The need and wish of safeguarding and preserving heritage implies the notion of heritage to be positive, naturally aspired and precious. Something to keep dear and treasured. Continuing the line of thought, that heritage is already within and around us and connecting it to the aspect that we are still living in a world where structures of power and oppression divide us: even if the local and regional features of power structures differ, patriarchy, hetero-/cis-normativity, racism, antisemitism, adultism, ageism, ableism, fascism, capitalism, for example are passed on to each and every one of us through heritage.
Against this assumption, I want to turn the question around: Instead of asking “What keeps heritage alive?” let us ask: “How do we get rid of certain heritages?” How can we heal – personally and collectively - from violent heritage? As a white German with a nazi- and colonial background in my personal family biography as well as in the history of the society that surrounded me, heritage always tasted bitter (not even bittersweet) and did never create any urge to be preserved or carried on for me personally. Rather I always tried to distance myself very rigidly. This distance creates a disturbing dissonance, because I cannot run away from what has been transmitted to me through values, histories, folklore, movies, monuments, behavioral patterns and cultural practices.
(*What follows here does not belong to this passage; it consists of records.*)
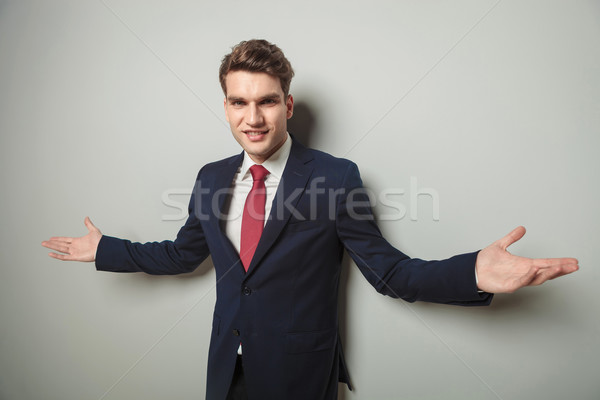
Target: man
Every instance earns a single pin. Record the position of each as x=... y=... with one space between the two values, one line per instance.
x=275 y=325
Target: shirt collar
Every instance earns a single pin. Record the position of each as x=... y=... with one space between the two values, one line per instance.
x=274 y=164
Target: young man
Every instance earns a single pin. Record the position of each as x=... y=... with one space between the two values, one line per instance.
x=275 y=325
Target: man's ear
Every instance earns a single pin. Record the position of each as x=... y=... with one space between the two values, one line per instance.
x=290 y=106
x=225 y=108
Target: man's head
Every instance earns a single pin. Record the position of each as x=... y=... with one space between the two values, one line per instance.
x=257 y=56
x=255 y=78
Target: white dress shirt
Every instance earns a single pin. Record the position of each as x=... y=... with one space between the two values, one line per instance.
x=241 y=185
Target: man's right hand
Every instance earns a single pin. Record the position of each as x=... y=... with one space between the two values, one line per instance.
x=76 y=249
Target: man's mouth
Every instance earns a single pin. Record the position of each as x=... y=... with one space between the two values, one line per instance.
x=255 y=133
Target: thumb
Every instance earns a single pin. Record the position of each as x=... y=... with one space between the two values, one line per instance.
x=91 y=227
x=515 y=235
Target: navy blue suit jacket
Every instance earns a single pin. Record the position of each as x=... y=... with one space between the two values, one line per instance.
x=285 y=308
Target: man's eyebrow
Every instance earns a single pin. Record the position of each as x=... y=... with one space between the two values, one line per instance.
x=235 y=98
x=270 y=96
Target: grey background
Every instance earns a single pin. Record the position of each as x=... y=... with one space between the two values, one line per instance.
x=107 y=105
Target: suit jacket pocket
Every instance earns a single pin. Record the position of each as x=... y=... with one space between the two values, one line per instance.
x=298 y=226
x=216 y=324
x=307 y=342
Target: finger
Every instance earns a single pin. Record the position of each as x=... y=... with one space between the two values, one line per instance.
x=63 y=239
x=88 y=223
x=555 y=262
x=57 y=246
x=513 y=236
x=550 y=273
x=63 y=257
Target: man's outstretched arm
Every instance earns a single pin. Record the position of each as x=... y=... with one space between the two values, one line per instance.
x=498 y=271
x=75 y=249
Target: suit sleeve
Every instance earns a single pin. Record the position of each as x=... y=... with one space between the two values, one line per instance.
x=157 y=258
x=391 y=272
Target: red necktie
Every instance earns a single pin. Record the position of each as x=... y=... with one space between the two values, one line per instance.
x=253 y=219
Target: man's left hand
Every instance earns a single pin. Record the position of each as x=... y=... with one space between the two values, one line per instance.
x=498 y=271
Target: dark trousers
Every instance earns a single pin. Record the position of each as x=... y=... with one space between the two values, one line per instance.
x=237 y=390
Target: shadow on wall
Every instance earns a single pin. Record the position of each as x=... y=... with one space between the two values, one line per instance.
x=302 y=124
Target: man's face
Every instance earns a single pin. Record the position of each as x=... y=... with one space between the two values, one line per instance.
x=257 y=112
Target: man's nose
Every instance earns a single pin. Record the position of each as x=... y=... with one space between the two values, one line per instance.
x=254 y=116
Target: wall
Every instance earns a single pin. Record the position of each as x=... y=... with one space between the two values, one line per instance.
x=491 y=107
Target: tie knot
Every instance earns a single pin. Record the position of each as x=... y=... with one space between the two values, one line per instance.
x=259 y=173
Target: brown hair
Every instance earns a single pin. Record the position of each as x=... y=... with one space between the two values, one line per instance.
x=257 y=56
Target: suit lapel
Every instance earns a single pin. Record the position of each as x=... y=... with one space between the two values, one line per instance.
x=291 y=187
x=220 y=188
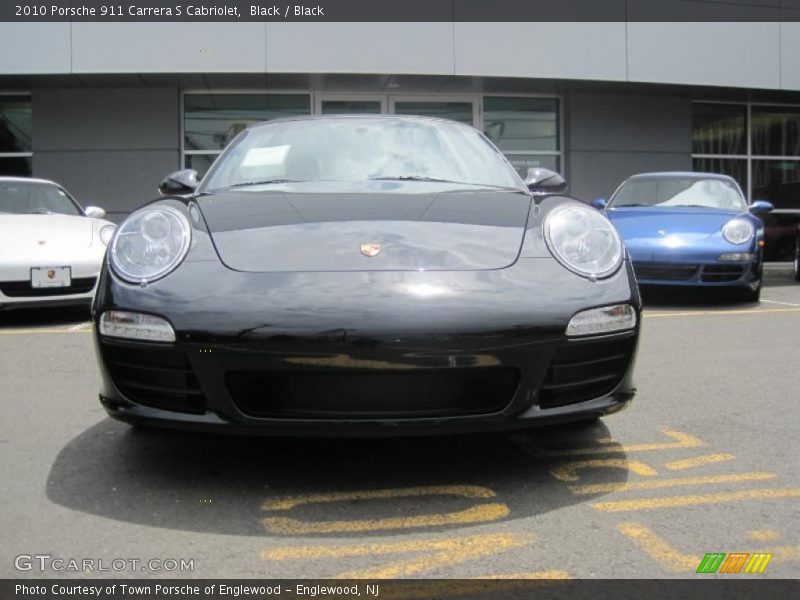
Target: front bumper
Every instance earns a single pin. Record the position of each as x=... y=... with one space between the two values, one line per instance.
x=316 y=354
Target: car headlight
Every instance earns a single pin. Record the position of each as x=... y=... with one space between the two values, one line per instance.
x=106 y=233
x=738 y=231
x=150 y=244
x=583 y=240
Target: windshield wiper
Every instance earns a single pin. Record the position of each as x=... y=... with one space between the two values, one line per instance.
x=265 y=182
x=416 y=178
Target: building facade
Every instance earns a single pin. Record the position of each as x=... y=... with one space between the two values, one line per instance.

Tsepo Bollwinkel, a Black non-binary historian, once highlighted that we cannot overcome white supremacy by imagining ourselves as the better anti-racist and not investigating where we come from. Approaching the world with an assumption, that people are generally okay and that we have to understand the conditions under which our ancestors operated, can actually enable us in the present to heal wounds that not only haunt the affected people but the oppressors and perpetrator as well. Processing violent heritage, heritage of colonialism, war, rape, looting, eviction, for example might open up a window of possibilities: where we actually might be able to break the circle of (often unconsciously and unintentionally) passing on violent heritage to the future.
I want to quote one of my dear fellows from the HaP Spring School, Shaheera. In her thought-provoking reflection at the end of our Seminar, she called upon developing a perception of oneself as an active heritage transmitter or maker. I think that is very powerful. Is there space for creative encounters with heritage, old traditions and practices? Can we make space for actual people with their very unique identities who do not fit into linear and exclusive narrated heritage scripts?
These questions might seem complex and abstract. But there are examples who operate already in such a way. For the time of our Spring School and even beyond, I was able to live in one art house project called Kaalo.101 which I want to mention here and share some Fotos. Kaalo.101 exists since 2016 as a community, arts and house project. It aims to create a braver space, a space of possibility where artists, activists and cultural managers investigate, work, develop and produce precisely at the intersections between traditions, cultural heritage, counter culture, futurism, politics and critique of power. Approaches like this refuse to “nation-alize and tradition-alize” conception of culture and heritage, as Stuart Hall identifies one of the great dangers inherent to heritage discourses. Apart from radical political intentions, Kaalo.101 creates a space of identification, conversations, conflict, friction, disruptions, agency, community, history, heritage and also future.
References
Bollwinkel, Tsepo (2015): Ancestral Lineage Healing. https://tsepo-bollwinkel-empowerment.de/
Hall, Stuart (2007): Whose Heritage? Un-settling “The Heritage”, Re-imagining the post-Nation.